The structure of the repository is organised in the same way as in the
Lighting Template repository.
The original README.md
is moved to tests/README.md
.
Last tested: 20.10.2024
In this short guide we will prepare an environment and run some experiments. If you are a NERSC user, please follow the "Quickstart Guide for NERSC users" as it contains additional steps aiming to help you in running the model in a right way.
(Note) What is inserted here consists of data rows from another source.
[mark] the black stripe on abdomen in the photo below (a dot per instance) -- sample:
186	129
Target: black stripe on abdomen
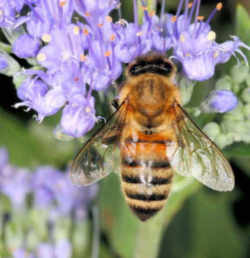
147	198
154	181
145	163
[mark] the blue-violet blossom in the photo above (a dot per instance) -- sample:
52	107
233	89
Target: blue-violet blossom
79	57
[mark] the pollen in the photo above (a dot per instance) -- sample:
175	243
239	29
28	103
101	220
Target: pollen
87	14
152	13
216	53
182	38
112	37
85	31
41	57
62	3
88	109
76	30
46	37
109	19
211	35
219	6
83	57
173	19
200	18
139	33
107	53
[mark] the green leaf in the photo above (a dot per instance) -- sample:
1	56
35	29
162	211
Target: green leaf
237	150
205	227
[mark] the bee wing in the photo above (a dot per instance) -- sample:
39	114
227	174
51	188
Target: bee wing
195	154
99	155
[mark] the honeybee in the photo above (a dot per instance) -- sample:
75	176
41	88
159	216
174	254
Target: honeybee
154	137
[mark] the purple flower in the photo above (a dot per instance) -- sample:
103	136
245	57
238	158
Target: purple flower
194	43
81	57
37	95
94	11
220	101
25	46
47	15
8	12
3	63
78	118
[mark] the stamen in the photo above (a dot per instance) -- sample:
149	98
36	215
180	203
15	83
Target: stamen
62	3
219	6
173	19
216	54
192	12
107	53
41	57
135	12
182	38
200	18
152	13
211	35
179	8
139	33
87	14
83	57
198	8
112	37
76	30
46	37
85	31
109	19
163	5
211	16
87	109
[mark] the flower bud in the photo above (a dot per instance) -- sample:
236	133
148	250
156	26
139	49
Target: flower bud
212	129
25	46
225	83
220	101
239	73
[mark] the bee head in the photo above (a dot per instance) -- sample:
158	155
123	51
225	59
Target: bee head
151	63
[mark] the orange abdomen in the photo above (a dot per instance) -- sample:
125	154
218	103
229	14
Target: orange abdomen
146	175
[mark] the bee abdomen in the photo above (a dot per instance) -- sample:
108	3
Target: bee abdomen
144	199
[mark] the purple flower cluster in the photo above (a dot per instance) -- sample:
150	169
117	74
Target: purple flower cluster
83	53
46	250
51	189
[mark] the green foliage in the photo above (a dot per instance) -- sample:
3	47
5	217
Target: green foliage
243	25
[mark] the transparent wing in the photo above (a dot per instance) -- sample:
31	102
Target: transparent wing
99	155
195	154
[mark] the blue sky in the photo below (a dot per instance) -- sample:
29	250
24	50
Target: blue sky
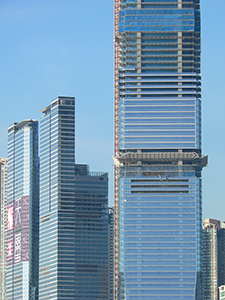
54	47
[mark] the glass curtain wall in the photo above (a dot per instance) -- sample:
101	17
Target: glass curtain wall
157	146
57	172
22	211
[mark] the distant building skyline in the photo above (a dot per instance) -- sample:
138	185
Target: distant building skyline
3	224
213	259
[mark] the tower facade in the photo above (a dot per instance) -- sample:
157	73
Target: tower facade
213	259
3	224
57	205
158	158
91	234
22	211
73	213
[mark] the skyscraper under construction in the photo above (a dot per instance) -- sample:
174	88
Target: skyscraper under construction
158	158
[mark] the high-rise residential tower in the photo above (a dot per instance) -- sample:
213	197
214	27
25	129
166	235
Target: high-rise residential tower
22	211
91	234
3	223
73	213
57	205
158	158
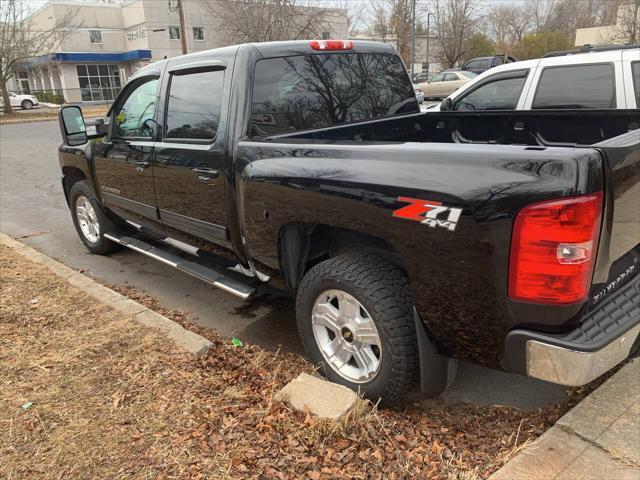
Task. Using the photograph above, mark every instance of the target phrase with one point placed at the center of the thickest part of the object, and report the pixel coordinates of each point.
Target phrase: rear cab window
(190, 115)
(576, 87)
(635, 75)
(322, 90)
(499, 92)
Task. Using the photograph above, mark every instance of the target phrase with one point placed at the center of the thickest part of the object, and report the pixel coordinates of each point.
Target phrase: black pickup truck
(411, 240)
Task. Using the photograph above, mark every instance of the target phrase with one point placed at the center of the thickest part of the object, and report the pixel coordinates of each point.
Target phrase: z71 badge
(433, 214)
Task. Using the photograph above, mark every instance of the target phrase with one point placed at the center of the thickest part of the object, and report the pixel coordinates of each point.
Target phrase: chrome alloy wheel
(87, 219)
(346, 336)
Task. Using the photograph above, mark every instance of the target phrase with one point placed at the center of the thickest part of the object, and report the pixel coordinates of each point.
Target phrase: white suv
(26, 102)
(603, 77)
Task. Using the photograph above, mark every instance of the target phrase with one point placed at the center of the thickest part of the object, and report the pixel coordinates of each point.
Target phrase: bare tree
(269, 20)
(569, 15)
(507, 25)
(540, 12)
(22, 38)
(356, 16)
(379, 18)
(628, 23)
(455, 22)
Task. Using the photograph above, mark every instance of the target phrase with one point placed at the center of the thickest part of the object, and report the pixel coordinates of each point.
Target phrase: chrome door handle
(205, 173)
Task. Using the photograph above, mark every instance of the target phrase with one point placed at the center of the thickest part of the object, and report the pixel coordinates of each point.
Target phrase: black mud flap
(437, 371)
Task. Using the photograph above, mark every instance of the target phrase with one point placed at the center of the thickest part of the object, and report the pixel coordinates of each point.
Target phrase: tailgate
(619, 251)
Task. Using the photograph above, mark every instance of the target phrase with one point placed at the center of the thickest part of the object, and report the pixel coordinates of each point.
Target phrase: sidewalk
(598, 439)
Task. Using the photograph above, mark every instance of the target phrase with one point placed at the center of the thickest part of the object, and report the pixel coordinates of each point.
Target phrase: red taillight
(332, 44)
(553, 250)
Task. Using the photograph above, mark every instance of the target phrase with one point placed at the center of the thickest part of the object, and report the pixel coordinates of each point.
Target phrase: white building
(627, 21)
(115, 38)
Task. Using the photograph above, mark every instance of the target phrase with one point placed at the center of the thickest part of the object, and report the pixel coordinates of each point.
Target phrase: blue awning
(102, 56)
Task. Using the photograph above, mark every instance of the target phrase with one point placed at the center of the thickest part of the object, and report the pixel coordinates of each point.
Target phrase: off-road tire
(383, 291)
(103, 246)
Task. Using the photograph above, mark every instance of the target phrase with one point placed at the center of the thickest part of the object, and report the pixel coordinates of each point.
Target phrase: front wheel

Otherwise, follow the steps below and make sure you machine fulfills the following requirements:
- Requirements: Python 3.9, Conda;
- Operating System: Linux;
- Storage: at least 50 GB;
- Memory: at least 30 GB.
# Cloning the project repository
$ git clone https://github.com/hep-lbdl/hadml
$ cd hadml
# Creating a Conda virtual environment
$ conda create -n herwig python=3.9
$ conda activate herwig
# Installing packages via Conda: PyTorch (e.g. v12.4 with CUDA support) according to the instructions: https://pytorch.org/get-started/
(herwig) $ conda install pytorch torchvision torchaudio pytorch-cuda=12.4 -c pytorch -c nvidia
# Installing other libraries
(herwig) $ conda install pyg -c pyg
(herwig) $ conda install -c conda-forge wandb
# Installing additional libraries with pip
(herwig) $ pip install --no-cache-dir pip==24.0
(herwig) $ pip install --no-cache-dir -r requirements.txt
# Downloading data from Zenodo (around 21 GB)
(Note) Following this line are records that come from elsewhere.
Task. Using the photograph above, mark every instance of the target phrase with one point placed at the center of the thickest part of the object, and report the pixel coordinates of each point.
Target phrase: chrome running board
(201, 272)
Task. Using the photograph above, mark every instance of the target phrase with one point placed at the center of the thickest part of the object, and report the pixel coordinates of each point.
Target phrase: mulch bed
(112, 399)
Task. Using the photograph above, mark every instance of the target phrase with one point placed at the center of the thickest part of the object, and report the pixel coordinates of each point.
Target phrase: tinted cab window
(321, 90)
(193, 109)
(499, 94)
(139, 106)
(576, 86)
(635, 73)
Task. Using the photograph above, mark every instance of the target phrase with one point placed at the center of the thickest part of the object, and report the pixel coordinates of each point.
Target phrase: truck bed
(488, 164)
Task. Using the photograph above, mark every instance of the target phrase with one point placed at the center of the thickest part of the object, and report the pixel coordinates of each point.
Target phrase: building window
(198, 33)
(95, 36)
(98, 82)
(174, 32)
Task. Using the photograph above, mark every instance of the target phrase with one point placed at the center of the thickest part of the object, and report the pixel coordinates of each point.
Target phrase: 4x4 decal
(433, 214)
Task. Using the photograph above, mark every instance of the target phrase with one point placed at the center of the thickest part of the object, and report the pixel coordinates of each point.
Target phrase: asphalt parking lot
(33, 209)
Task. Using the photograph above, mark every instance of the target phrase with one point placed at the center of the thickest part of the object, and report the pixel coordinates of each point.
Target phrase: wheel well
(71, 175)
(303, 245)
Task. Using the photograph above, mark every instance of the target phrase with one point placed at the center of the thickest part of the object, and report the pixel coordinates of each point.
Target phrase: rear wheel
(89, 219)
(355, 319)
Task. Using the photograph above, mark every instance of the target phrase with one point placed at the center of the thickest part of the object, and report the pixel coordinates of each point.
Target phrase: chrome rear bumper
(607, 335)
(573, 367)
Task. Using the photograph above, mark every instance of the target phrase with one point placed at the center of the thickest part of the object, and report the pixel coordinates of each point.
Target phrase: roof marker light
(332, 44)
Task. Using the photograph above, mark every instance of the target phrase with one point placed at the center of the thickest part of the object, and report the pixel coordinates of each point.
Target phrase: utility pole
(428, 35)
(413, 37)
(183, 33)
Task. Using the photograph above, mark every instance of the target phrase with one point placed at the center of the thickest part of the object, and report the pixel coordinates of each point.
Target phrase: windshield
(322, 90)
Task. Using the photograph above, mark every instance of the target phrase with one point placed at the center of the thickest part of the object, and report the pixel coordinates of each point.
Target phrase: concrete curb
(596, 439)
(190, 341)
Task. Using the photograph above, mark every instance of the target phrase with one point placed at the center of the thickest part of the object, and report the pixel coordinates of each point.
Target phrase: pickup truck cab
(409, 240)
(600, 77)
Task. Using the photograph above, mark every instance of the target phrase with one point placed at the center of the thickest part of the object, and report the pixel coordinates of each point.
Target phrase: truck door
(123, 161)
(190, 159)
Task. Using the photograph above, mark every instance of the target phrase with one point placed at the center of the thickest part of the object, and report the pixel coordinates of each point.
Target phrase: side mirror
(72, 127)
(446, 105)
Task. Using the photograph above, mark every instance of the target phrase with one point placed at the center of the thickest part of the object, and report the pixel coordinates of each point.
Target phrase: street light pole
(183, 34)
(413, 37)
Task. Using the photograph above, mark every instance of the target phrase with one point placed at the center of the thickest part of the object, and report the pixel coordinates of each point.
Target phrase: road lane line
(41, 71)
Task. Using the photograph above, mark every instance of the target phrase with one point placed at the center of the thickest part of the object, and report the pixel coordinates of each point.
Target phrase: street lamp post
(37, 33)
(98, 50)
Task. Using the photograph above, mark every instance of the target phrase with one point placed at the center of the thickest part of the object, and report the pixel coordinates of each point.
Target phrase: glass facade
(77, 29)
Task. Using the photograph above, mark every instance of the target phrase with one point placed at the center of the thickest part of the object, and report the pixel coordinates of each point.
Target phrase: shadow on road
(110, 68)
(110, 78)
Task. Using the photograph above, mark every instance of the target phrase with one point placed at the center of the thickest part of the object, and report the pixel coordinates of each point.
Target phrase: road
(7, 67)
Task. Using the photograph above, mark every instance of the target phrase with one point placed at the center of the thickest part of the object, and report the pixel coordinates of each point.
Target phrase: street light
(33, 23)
(herwig) $ wget "https://zenodo.org/records/10246934/files/allHadrons_with_quark.npz"
# Unpacking the NumPy archive, saving files as NPY files in data/Herwig/cache/ and getting rid of the archive
(herwig) $ python data/unpack_npz.py --filename "allHadrons_with_quark.npz"
(herwig) $ rm allHadrons_with_quark.npz
# Trying to run an experiment:
# Notice #1: "datamodule.core_dataset.frac_data_used" limits the amount of data used for training;
# Notice #2: add "trainer.accelerator=cpu" if you are testing the code on CPUs.
(herwig) $ python hadml/train.py experiment=herwig_all_hadron datamodule.core_dataset.cache_dir=data/Herwig/cache/ datamodule.core_dataset.frac_data_used=0.05
# Deactivating the virtual environment
(herwig) $ conda deactivate
Last tested: 14.10.2024
The following instructions are different from what we described above. The steps include actions
which are necessary for NERSC users who are going to run the code on Perlmutter (including loading
modules, allocating nodes etc). Replace <username>
, <project_number>
(e.g. m1234) and
<account_name>
(e.g m1234 or m1234_g) with appropriate values.
NB you need to use a login node to be able to write in Global Common and install packages.
# Creating a virtual environment
$ cd /global/common/software/<project_number>
$ mkdir <username>
$ module load conda
$ conda create -p /global/common/software/<project_number>/<username>/conda/herwig python=3.9
# Installing packages via Conda: PyTorch (e.g. v12.4 with CUDA support) according to the instructions: https://pytorch.org/get-started/
$ conda activate /global/common/software/<project_number>/<username>/conda/herwig
(herwig) $ conda install pytorch torchvision torchaudio pytorch-cuda=12.4 -c pytorch -c nvidia
# Installing other libraries
(herwig) $ conda install pyg -c pyg
(herwig) $ conda install -c conda-forge wandb
NB the Common File System (CFS) provides you with medium performance and permanent storage. The Scratch file system takes advantage of the best performance but can only store files for a limited period of time (7 days).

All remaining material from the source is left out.